Het tooneel verandert.
Met den uitroep: ‘smeerlap, blijf van m'n meid!’ baant duwend en stompend een jongen zich een doortocht naar Karel. Hij gaat hem te lijf, brakend scheldwoorden en vloeken.
Een vreeselijk tumult ontstaat, vuisten beuken op hoofden en ruggen, bloed spat uit neus en lippen. Karel, in stevige armen gekneld, zelf knellend aan zich een mans-lichaam, rolt brullend van woede en pijn over den grond; vrouwenstemmen gillen hoog.

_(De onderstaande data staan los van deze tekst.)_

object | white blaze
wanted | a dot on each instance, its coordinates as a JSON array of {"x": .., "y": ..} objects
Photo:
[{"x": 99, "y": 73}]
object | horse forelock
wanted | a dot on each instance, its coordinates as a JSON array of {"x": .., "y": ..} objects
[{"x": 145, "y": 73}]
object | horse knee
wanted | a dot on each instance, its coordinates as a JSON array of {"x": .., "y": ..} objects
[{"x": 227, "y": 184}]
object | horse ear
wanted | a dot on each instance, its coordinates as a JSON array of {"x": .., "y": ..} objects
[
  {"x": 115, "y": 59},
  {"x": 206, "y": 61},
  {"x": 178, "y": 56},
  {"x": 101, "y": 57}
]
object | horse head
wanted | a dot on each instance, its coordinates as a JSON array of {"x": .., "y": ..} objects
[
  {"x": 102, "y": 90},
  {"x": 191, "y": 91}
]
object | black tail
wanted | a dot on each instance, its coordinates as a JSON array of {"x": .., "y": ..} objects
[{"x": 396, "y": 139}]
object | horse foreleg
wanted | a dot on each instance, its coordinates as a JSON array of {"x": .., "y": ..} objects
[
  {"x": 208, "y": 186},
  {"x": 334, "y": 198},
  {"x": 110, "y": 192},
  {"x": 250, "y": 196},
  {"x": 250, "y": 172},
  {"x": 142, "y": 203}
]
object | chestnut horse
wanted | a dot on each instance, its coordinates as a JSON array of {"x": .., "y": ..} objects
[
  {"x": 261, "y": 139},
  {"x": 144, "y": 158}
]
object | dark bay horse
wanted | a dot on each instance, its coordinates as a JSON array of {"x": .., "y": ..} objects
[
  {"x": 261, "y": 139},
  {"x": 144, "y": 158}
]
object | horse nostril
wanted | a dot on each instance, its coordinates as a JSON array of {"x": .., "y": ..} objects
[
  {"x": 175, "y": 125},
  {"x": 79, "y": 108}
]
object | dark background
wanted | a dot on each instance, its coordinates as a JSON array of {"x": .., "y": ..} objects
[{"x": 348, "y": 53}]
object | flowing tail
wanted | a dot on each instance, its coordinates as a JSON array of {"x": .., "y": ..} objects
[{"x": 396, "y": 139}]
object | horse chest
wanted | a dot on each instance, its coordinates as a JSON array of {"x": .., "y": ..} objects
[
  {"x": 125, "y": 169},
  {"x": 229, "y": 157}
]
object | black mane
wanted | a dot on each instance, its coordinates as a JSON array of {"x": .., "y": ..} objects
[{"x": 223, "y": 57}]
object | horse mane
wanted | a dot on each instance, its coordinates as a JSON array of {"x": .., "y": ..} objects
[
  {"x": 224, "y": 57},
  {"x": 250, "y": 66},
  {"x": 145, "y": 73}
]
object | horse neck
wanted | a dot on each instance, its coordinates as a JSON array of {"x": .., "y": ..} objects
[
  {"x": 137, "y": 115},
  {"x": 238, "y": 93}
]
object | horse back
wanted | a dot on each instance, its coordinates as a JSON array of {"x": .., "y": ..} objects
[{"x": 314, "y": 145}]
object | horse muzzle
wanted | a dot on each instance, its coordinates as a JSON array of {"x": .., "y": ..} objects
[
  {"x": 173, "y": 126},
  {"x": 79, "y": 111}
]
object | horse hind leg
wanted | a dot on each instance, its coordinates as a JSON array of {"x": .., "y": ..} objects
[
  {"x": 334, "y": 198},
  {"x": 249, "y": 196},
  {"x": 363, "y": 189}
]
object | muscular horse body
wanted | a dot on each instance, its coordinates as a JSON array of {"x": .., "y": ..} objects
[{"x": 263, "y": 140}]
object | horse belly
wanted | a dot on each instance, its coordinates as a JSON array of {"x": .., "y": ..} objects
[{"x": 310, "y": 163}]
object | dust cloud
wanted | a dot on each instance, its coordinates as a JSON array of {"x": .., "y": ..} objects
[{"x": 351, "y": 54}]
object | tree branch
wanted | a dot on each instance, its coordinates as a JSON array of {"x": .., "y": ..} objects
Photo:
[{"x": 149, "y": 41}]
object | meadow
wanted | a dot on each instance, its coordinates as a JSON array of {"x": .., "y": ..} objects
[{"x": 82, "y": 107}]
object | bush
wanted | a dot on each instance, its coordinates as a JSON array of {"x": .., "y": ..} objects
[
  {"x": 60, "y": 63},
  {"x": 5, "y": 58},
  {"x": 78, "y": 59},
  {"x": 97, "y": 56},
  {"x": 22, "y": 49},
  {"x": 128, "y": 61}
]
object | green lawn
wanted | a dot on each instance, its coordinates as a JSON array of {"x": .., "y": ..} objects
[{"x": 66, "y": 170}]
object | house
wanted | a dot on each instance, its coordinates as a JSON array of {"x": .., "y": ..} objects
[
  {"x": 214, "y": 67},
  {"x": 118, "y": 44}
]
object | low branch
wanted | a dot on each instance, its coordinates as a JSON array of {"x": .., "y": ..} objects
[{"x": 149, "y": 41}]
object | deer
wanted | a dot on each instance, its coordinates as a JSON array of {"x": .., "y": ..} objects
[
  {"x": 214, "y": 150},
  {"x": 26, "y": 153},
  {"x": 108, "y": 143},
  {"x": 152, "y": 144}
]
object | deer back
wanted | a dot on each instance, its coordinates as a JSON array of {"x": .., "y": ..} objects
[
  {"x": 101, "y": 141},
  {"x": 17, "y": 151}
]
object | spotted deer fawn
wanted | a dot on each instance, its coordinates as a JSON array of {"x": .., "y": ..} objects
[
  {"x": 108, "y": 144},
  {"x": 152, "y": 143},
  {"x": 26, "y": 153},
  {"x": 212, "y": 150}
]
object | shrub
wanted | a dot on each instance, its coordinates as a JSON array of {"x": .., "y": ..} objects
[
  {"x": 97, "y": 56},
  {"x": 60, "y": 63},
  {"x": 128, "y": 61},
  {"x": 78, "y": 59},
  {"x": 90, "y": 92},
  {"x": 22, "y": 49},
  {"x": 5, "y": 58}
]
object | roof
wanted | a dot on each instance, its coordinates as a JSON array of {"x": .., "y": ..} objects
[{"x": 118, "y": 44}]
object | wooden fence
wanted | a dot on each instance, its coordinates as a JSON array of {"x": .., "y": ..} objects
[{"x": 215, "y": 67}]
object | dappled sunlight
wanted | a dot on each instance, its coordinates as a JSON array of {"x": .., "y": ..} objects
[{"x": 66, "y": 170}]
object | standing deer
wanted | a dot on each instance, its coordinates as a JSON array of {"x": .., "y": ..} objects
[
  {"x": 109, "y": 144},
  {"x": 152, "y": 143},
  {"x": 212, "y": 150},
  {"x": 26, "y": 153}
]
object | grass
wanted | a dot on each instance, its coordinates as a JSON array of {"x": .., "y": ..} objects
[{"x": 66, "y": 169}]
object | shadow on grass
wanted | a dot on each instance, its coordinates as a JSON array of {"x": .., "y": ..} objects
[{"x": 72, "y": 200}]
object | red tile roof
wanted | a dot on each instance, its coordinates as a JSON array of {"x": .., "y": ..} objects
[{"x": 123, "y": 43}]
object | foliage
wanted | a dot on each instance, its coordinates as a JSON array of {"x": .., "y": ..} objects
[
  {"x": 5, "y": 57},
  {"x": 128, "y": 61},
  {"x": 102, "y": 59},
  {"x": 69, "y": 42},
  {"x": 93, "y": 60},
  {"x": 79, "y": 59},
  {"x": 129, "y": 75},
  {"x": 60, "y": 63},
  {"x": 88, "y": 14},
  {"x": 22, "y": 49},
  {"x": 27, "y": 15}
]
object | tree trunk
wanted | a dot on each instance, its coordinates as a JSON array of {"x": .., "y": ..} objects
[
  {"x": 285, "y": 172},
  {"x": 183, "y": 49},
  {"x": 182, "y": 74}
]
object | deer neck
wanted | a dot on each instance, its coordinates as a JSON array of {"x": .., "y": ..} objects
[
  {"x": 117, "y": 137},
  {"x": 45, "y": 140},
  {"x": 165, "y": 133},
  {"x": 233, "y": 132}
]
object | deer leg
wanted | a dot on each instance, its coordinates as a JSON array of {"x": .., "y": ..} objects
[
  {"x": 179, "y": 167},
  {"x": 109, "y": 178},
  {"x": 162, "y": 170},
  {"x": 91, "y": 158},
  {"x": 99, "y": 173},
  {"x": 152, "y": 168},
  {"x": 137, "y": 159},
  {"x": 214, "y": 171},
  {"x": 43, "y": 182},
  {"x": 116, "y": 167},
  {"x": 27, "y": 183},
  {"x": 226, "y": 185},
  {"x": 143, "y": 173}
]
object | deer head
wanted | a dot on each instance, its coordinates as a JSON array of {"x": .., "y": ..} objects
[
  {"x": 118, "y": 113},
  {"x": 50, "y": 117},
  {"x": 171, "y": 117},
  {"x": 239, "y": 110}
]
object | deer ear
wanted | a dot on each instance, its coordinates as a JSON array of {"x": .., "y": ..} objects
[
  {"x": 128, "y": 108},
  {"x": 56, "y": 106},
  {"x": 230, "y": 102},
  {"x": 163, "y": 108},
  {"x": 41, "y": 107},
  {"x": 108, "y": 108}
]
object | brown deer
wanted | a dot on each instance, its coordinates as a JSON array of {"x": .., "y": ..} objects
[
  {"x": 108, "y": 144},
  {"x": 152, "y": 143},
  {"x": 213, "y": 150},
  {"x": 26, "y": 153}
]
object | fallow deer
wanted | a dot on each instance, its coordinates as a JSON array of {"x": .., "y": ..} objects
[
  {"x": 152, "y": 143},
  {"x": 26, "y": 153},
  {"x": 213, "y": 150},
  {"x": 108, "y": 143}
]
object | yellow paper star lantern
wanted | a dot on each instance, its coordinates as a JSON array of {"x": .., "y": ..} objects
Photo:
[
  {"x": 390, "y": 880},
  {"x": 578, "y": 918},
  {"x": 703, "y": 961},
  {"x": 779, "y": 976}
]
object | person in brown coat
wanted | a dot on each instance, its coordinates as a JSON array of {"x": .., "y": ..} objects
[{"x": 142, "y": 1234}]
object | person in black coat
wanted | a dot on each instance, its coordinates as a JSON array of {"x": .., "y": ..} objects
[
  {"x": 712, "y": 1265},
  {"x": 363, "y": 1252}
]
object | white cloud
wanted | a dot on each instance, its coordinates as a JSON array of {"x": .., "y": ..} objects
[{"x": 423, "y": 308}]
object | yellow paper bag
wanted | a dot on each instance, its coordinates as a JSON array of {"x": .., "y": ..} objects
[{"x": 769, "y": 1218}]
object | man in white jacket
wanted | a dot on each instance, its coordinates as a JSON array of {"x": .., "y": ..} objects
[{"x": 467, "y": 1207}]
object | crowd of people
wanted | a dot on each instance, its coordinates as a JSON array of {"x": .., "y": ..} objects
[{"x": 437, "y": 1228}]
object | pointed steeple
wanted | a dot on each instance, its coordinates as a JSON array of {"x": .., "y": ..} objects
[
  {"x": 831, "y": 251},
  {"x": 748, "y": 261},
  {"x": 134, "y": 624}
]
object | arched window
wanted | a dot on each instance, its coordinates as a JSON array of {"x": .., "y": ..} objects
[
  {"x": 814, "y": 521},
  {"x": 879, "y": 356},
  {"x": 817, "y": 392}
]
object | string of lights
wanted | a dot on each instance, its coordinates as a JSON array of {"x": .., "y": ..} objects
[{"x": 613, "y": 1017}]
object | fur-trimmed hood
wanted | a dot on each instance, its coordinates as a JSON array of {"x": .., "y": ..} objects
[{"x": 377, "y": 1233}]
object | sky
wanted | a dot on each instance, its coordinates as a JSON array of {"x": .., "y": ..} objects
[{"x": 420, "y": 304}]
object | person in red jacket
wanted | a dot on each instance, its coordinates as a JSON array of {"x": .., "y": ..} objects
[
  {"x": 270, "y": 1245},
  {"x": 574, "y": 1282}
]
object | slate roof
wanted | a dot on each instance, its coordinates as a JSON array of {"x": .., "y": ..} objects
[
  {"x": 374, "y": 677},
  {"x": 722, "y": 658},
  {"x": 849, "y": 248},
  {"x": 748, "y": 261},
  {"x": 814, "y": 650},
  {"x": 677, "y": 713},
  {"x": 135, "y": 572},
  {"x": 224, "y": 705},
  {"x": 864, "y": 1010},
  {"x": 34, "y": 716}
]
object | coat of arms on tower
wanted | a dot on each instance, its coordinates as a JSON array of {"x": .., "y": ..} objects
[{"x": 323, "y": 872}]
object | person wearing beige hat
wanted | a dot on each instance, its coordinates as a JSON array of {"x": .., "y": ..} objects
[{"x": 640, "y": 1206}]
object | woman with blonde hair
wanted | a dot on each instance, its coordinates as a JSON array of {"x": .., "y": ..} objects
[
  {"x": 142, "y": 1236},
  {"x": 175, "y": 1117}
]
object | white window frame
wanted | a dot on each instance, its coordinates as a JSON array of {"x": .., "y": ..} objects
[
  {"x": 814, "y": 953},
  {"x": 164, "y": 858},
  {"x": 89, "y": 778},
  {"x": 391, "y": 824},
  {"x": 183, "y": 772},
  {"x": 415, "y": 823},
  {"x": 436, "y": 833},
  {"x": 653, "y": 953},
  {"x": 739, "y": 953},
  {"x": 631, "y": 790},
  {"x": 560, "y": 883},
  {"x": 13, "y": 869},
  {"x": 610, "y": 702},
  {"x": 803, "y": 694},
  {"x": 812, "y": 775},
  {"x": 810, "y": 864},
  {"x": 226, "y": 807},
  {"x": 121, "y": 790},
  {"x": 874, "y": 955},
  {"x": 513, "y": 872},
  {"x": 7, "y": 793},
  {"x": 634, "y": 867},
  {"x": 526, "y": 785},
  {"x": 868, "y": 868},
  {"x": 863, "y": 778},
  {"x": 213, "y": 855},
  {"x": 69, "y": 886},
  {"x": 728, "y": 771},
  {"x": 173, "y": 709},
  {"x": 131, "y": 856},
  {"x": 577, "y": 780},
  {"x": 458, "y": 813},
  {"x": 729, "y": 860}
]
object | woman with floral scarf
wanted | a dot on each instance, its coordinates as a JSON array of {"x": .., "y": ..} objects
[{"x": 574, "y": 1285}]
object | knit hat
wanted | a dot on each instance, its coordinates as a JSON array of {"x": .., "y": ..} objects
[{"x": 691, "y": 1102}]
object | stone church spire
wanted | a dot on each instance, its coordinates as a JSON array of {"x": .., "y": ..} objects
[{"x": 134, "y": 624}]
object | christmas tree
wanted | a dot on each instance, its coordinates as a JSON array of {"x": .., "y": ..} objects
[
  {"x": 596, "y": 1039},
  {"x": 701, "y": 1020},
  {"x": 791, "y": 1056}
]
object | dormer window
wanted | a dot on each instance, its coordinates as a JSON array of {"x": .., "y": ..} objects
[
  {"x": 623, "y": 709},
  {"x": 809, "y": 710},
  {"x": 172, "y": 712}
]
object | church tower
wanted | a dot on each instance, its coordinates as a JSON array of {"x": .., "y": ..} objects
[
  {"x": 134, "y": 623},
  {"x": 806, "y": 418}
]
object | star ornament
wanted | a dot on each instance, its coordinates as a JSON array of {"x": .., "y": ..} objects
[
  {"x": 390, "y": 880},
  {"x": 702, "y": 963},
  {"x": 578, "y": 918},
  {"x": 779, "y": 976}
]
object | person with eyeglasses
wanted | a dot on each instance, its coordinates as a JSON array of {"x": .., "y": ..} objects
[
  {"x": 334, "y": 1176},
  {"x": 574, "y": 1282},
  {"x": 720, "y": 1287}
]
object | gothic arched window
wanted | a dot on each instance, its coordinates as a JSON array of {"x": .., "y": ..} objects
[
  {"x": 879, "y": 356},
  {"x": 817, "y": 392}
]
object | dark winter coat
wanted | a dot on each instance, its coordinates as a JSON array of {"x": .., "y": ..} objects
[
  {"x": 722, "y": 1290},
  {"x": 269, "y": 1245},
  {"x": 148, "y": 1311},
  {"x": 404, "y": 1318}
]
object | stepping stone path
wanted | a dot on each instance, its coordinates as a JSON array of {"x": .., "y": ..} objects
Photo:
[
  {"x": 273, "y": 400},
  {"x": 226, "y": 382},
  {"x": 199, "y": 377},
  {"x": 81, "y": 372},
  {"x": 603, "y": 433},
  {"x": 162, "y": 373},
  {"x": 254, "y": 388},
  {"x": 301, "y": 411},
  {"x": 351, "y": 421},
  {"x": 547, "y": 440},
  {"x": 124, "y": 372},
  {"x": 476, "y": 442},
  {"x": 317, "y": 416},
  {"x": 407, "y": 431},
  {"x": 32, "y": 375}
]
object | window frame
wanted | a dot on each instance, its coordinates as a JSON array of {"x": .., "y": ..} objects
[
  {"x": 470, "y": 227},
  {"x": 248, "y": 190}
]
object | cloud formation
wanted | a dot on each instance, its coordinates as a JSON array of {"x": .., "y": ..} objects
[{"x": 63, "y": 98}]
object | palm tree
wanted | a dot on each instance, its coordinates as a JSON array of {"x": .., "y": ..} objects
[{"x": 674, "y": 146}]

Plotseling voor Karel's oogen flikkert een mes, - met uiterste inspanning van zoo in ééns komende krachten richt hij zich op, tracht zich te bevrijden, doch zijn aanrander klit hem aan 't lijf, 't mes nadert - vrouwen werpen zich op en over den aanrander, hij schudt ze af. Weer zwaait het mes voor Karel's oogen, - als eensklaps een gil door de lucht snerpt en een lichaam valt tusschen 't mes en Karel.
Ontzettend gillen en schreeuwen volgt, geroep om politie.
Het menschenkluwen ontwindt zich, vlucht gejaagd naar alle kanten.
Karel ligt daar met bebloed hoofd en bebloede handen, dwars over hem een vrouw, wier kleeren doorweeken van bloed, een bezwijmde vrouw, uit wier lichaam bloed hem leekt op de vingers.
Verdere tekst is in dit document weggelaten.